By Terri C. Hansen
News from Indian Country
Bureau Chief/Pacific Northwest Bureau
Pocatello, Idaho—A naval train carrying six highly radioactive nuclear waste casks from Navy warships was halted by leaders of the Shoshone-Bannock Tribes Oct. 24 when the train entered their half-million-acre Fort Hall Reservation south of Blackfoot, Idaho without tribal authorization, the Sho-Ban News reported.
Tribal administrators advised Union Pacific Railroad of their pending action, while three tribal patrol cars were sent to stop the moving train. They held it at a standstill for over six hours.
Fort Hall Business Council Chairman Delbert Farmer said the action was taken because the tribes were not party to and had not endorsed a controversial Oct. 16 agreement between Idaho, the Department of Energy and U.S. Navy to transport highly radioactive spent nuclear fuel rods across the reservation. Idaho was not authorized to permit nuclear wastes to cross the reservation, and neither the Navy nor DOE obtained Shoshone-Bannock permission to cross tribal lands, a tribal statement said.
"The State of Idaho and Governor [Phil] Batt do not represent nor speak for the Shoshone-Bannock Tribes," Chairman Farmer declared. "This is our homeland and we are mandated to protect it by [tribal] members."
Acting tribal DOE director Dianne Yupe told the Idaho State Journal, "The tribes are not recognizing the state's agreement with the Department of Energy and the Navy because the state failed to recognize the sovereignty and the position of the tribes.
Following assurances from the Navy that the train would not stop at any point on the reservation, the tribal Business Council agreed to permit the waste to continue with a tribal police escort.
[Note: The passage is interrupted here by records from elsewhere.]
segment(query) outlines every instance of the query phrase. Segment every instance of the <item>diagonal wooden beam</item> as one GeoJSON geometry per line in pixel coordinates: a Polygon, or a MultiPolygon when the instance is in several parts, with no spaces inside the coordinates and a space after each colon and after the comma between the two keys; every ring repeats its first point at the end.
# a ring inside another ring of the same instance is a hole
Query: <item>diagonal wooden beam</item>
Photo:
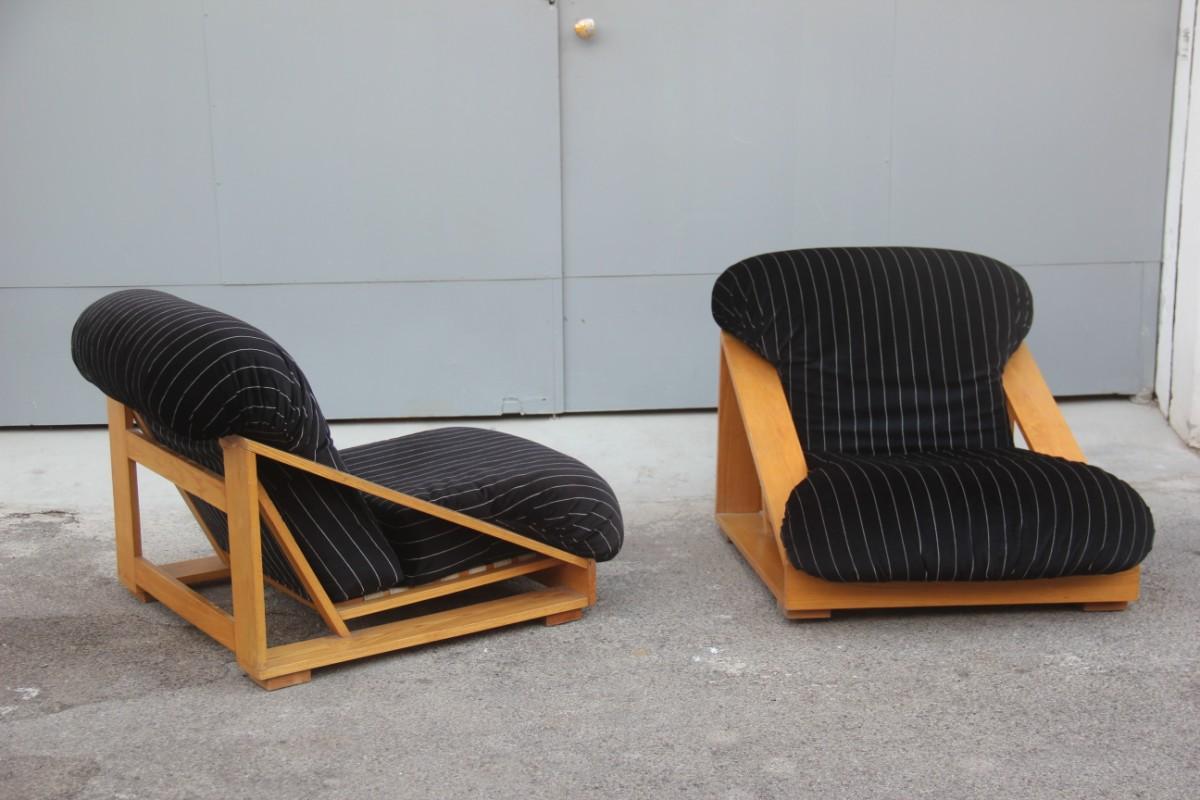
{"type": "MultiPolygon", "coordinates": [[[[499,539],[512,545],[517,545],[526,549],[533,551],[535,553],[541,553],[542,555],[548,555],[559,561],[565,561],[566,564],[574,564],[575,566],[583,567],[587,566],[589,559],[581,558],[574,553],[568,553],[564,549],[559,549],[551,545],[539,542],[535,539],[529,539],[528,536],[522,536],[521,534],[515,534],[511,530],[500,528],[499,525],[493,525],[490,522],[485,522],[476,517],[470,517],[462,513],[461,511],[454,511],[452,509],[446,509],[445,506],[439,506],[434,503],[427,500],[421,500],[420,498],[414,498],[410,494],[404,494],[403,492],[396,492],[395,489],[389,489],[386,486],[380,486],[371,481],[364,480],[349,473],[342,473],[331,467],[325,467],[324,464],[318,464],[314,461],[295,456],[282,450],[276,450],[269,445],[264,445],[260,441],[254,441],[252,439],[246,439],[242,437],[226,437],[221,440],[221,446],[226,447],[227,451],[230,449],[245,450],[251,453],[263,456],[264,458],[270,458],[281,464],[287,464],[296,469],[311,473],[319,477],[324,477],[334,483],[341,483],[342,486],[348,486],[352,489],[358,489],[365,494],[371,494],[377,498],[382,498],[396,505],[402,505],[414,511],[420,511],[427,513],[431,517],[437,517],[438,519],[445,519],[446,522],[452,522],[456,525],[462,525],[463,528],[469,528],[470,530],[486,534],[493,539],[499,539]]],[[[227,473],[228,475],[228,473],[227,473]]]]}

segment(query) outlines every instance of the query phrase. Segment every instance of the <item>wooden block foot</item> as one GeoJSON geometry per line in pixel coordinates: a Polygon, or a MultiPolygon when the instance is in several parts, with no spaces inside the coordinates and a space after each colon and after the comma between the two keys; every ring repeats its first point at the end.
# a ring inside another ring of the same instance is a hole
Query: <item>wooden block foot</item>
{"type": "Polygon", "coordinates": [[[551,614],[546,618],[546,625],[562,625],[563,622],[574,622],[577,619],[583,619],[583,609],[575,608],[569,612],[563,612],[560,614],[551,614]]]}
{"type": "Polygon", "coordinates": [[[287,688],[288,686],[295,686],[296,684],[307,684],[312,680],[312,670],[305,669],[304,672],[294,672],[288,675],[268,678],[266,680],[258,680],[257,678],[251,678],[251,680],[266,691],[274,692],[277,688],[287,688]]]}
{"type": "Polygon", "coordinates": [[[1129,607],[1129,603],[1118,600],[1111,603],[1084,603],[1085,612],[1123,612],[1129,607]]]}
{"type": "Polygon", "coordinates": [[[828,608],[817,608],[816,610],[791,610],[785,608],[784,616],[787,619],[829,619],[833,614],[828,608]]]}

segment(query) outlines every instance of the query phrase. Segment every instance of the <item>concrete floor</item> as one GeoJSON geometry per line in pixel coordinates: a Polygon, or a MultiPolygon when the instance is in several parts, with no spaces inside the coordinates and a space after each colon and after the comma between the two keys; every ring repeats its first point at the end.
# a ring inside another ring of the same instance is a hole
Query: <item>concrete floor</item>
{"type": "MultiPolygon", "coordinates": [[[[787,622],[710,519],[713,414],[488,420],[617,489],[599,606],[275,693],[116,584],[103,432],[2,432],[0,798],[1195,798],[1200,457],[1152,408],[1066,411],[1158,524],[1126,613],[787,622]]],[[[203,553],[169,487],[143,499],[152,558],[203,553]]],[[[269,625],[319,631],[286,600],[269,625]]]]}

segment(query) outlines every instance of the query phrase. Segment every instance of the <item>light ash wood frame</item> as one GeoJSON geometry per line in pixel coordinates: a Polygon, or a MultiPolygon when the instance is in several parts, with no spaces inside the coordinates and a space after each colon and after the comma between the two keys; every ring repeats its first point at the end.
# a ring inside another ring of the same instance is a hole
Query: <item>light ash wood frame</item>
{"type": "MultiPolygon", "coordinates": [[[[1004,368],[1004,395],[1031,450],[1084,461],[1025,344],[1004,368]]],[[[808,476],[784,387],[769,361],[724,332],[718,403],[716,522],[788,619],[922,606],[1080,603],[1085,610],[1123,610],[1138,599],[1136,566],[1114,575],[979,582],[841,583],[802,572],[781,539],[784,507],[808,476]]]]}
{"type": "Polygon", "coordinates": [[[307,682],[312,669],[364,658],[494,627],[544,619],[546,625],[577,620],[595,603],[595,561],[551,547],[491,523],[395,492],[241,437],[221,439],[224,476],[204,469],[156,444],[126,405],[108,399],[108,435],[113,461],[113,507],[116,528],[116,575],[138,600],[160,601],[220,644],[233,650],[238,664],[266,690],[307,682]],[[335,603],[322,588],[275,504],[263,491],[257,459],[269,458],[365,494],[518,545],[530,553],[474,567],[440,581],[396,588],[335,603]],[[140,464],[175,485],[209,537],[215,555],[157,565],[142,554],[137,467],[140,464]],[[188,494],[221,509],[229,519],[229,549],[223,552],[188,494]],[[260,519],[292,565],[308,597],[304,599],[263,575],[260,519]],[[500,581],[528,577],[542,589],[451,610],[371,627],[349,630],[347,620],[467,591],[500,581]],[[229,582],[233,613],[192,587],[229,582]],[[266,645],[264,584],[301,602],[325,621],[330,634],[304,642],[266,645]]]}

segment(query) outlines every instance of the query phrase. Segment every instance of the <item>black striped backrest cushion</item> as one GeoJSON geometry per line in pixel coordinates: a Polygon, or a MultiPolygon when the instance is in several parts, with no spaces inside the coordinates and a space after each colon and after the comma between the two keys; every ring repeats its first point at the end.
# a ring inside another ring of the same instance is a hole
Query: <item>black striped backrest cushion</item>
{"type": "Polygon", "coordinates": [[[716,279],[713,318],[776,366],[809,450],[1013,446],[1001,375],[1033,299],[995,259],[916,247],[767,253],[716,279]]]}
{"type": "MultiPolygon", "coordinates": [[[[230,434],[343,467],[292,356],[228,314],[163,291],[116,291],[80,314],[71,355],[84,378],[136,409],[160,441],[217,473],[217,439],[230,434]]],[[[259,477],[335,601],[400,583],[395,553],[358,492],[265,458],[259,477]]],[[[204,516],[224,545],[223,515],[206,509],[204,516]]],[[[298,585],[265,539],[264,569],[298,585]]]]}

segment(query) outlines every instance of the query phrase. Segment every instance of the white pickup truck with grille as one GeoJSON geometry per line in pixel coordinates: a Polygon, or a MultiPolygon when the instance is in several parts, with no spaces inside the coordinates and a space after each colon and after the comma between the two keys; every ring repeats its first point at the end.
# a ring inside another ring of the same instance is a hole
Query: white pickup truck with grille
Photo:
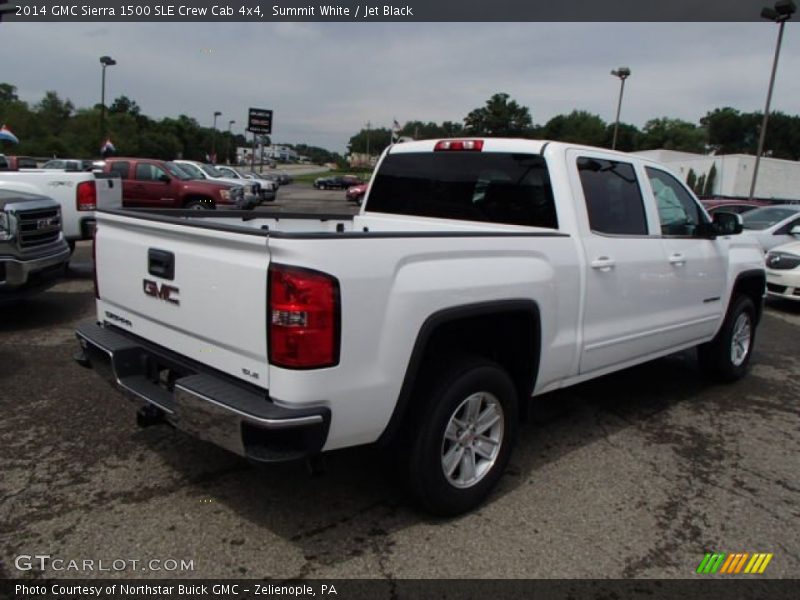
{"type": "Polygon", "coordinates": [[[0,187],[0,305],[43,291],[68,262],[58,203],[0,187]]]}
{"type": "Polygon", "coordinates": [[[78,360],[141,424],[251,460],[393,445],[452,515],[502,475],[533,396],[695,346],[741,377],[765,276],[740,231],[640,157],[399,144],[355,217],[100,211],[78,360]]]}
{"type": "Polygon", "coordinates": [[[118,177],[87,171],[25,169],[0,171],[0,188],[41,194],[61,206],[62,231],[70,246],[92,239],[95,211],[122,207],[122,183],[118,177]]]}

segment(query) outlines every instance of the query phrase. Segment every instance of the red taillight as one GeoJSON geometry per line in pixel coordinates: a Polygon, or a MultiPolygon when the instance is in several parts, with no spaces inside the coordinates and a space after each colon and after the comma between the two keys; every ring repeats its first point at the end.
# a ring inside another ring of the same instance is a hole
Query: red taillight
{"type": "Polygon", "coordinates": [[[269,361],[290,369],[339,362],[339,282],[330,275],[271,265],[269,361]]]}
{"type": "Polygon", "coordinates": [[[436,142],[434,151],[456,150],[462,152],[480,152],[483,150],[483,140],[442,140],[436,142]]]}
{"type": "Polygon", "coordinates": [[[82,181],[78,184],[75,205],[78,210],[97,209],[97,185],[94,181],[82,181]]]}
{"type": "Polygon", "coordinates": [[[92,275],[94,277],[94,297],[100,299],[100,288],[97,286],[97,223],[92,232],[92,275]]]}

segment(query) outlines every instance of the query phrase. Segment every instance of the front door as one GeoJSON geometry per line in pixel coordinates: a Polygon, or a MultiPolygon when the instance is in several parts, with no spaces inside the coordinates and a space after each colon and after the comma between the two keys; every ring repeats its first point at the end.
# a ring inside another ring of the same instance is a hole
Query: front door
{"type": "Polygon", "coordinates": [[[580,361],[580,373],[586,374],[664,347],[669,282],[662,240],[652,234],[655,210],[645,202],[635,165],[589,151],[570,154],[579,221],[586,226],[580,361]],[[586,216],[580,219],[584,208],[586,216]]]}

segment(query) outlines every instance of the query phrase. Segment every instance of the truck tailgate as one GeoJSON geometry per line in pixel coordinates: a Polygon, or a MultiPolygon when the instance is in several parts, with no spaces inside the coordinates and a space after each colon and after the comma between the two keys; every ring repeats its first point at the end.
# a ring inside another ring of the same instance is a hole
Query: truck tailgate
{"type": "Polygon", "coordinates": [[[99,319],[268,387],[267,238],[97,213],[99,319]]]}

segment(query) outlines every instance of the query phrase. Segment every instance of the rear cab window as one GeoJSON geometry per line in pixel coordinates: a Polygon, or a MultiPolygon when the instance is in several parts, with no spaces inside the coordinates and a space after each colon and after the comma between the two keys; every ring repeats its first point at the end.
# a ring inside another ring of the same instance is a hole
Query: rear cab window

Their agreement allowed for passage of five or six previously scheduled shipments within the week.
Tribal leaders began immediate talks with government officials, who agreed to hold public hearings for tribal members Nov. 20 and 21. Federal officials are planning meetings for the general public — at the tribe's request — near the end of November.
The nuclear waste was en route to the Idaho National Engineering Laboratory, part of Shoshone Bannock ancestral lands, for 40-year storage and burial as per the Idaho, DOE and Navy agreement. The nuclear waste, taken from ships posted at the Puget Sound Naval Shipyard in Bremerton, Wash., was the first of over 1100 proposed Navy and DOE shipments.